Liminal Sex & Markets: The Business Practices of Elite Online Escorts
In the last 15 years, technology, the internet, and globalization have together generated a vast online marketplace for human social interaction. Further, one particularly expansive segment of the marketplace for social interaction on the worldwide web is driven by individuals interested in sexually-oriented exchange --- of ideas, images, online interactions, and in-person services. The two most common forms of online sexually-oriented exchanges are pornography and escorting; this paper focuses on the latter. Specifically, we have conducted a multi-method analysis of elite, independent, online escorts–or erotic entrepreneurs—to better understand how they use strategic business practices to negotiate the liminal spaces they occupy between legality and illegality, morality and decadence.
An escort’s status is legally precarious due to the prohibition against prostitution in the United States and the legality, if not right, of selling one’s time. The constant negotiation of this seemingly flexible boundary between companionship and prostitution manifests in numerous ways throughout the business practices of professional escorts, from the content of their marketing and their screening methods and standards, to their encounters with clients. Within the context of this boundary setting and transgressing, escorts manipulate moral boundaries in hopes of arousing desire and stimulating demand for their services, while at the same time maintaining the high value of those services through their self-presentation as moral and ‘good’ women. In short, they emphasize and operate within intentionally liminal spaces.
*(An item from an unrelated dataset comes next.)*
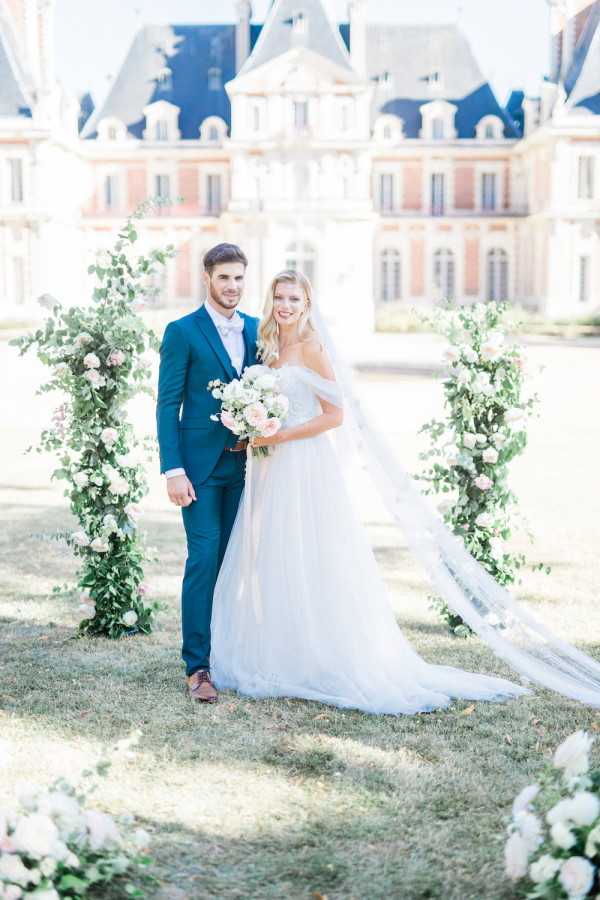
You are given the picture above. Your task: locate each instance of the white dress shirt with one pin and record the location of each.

From September 2014 to March 2015 we constructed a database of independent escorts operating their own professional websites that advertise in the 10 largest metropolitan areas of the United States and Las Vegas. We then conducted in-depth content analysis of a sub-sample of 50 websites drawn at random from this database. In addition, we are surveying and interviewing elite online escorts regarding the strategies they employ to conduct their work safely and profitably. In this paper we draw from these datasets to illustrate how elite independent online escorts navigate, push, and construct legal, moral, and personal boundaries to maintain the legality, enhance the profitability, and optimize the comfort of their professional work as escorts.
First, escorting’s legality depends upon the assertion that they are selling their time and company, not sexual acts. This is asserted in the form of a legal disclaimer usually to be found in fine print on a page requiring that the visitor indicate that they are of legal age (18) to view the site and that they accept the terms of use. These legal disclaimers explain that sex may occur but that if so this is a coincidence and is being undertaken by two consenting adults. We demonstrate that although this assertion is a necessary part of establishing the legality of escorting, most escorts also use other tactics such as collecting payment at the beginning of a session and strongly asserting that they reserve the right to end a session at any time if made to feel uncomfortable or unsafe through the missteps of the client.
Second, the moral discourses evoked by escorts themselves provide insights into moral liminality in this online marketplace. For example, the strategies employed by escorts on their websites and in their advertising illuminate moral boundaries beyond the traditional good or bad dichotomy. For example, escorts’ direct claims to self-determination and to personal enjoyment of their work, as well as the positive impact escorting itself has on clients, pushes the boundaries of the American value of self-determination while simultaneously distancing the escort from negative associations with prostitution and human trafficking. Furthermore, there is a dominant emphasis on discretion on elite escort websites. The choice of many escorts to blur their face in photos inverts the normal moral code for discretion in which the face can be visible while sexualized private body parts are covered. The escorts themselves assert that facial blurring protects both themselves and their clients.
Lastly we consider how some escorting policies construct personal boundaries to enhance the provider’s comfort and, we theorize, her profitability. Choices such as the exclusion of broad categories of clients (such as young men, for example, or new comers to the escort market) can be understood as a rational choice not necessarily based on idiosyncratic personal preference, but a business strategy to attract more mature and experienced clients who have the means to spend generously on extended dates, are socialized into the norms of this type of exchange, and treat the escort well.
In closing, we argue that the analysis of liminal markets provides a particularly enticing approach to understanding diverse manifestations of market morals. There are few better arenas to do so than with new online communities organized and monetized around boundary crossing sexual services and interactions. Elite online escorts provide a rich site of analysis of the relationship between market and sex-based liminality, and the ways in which business practices simultaneously reinforce both morality and immorality, and legality and vice.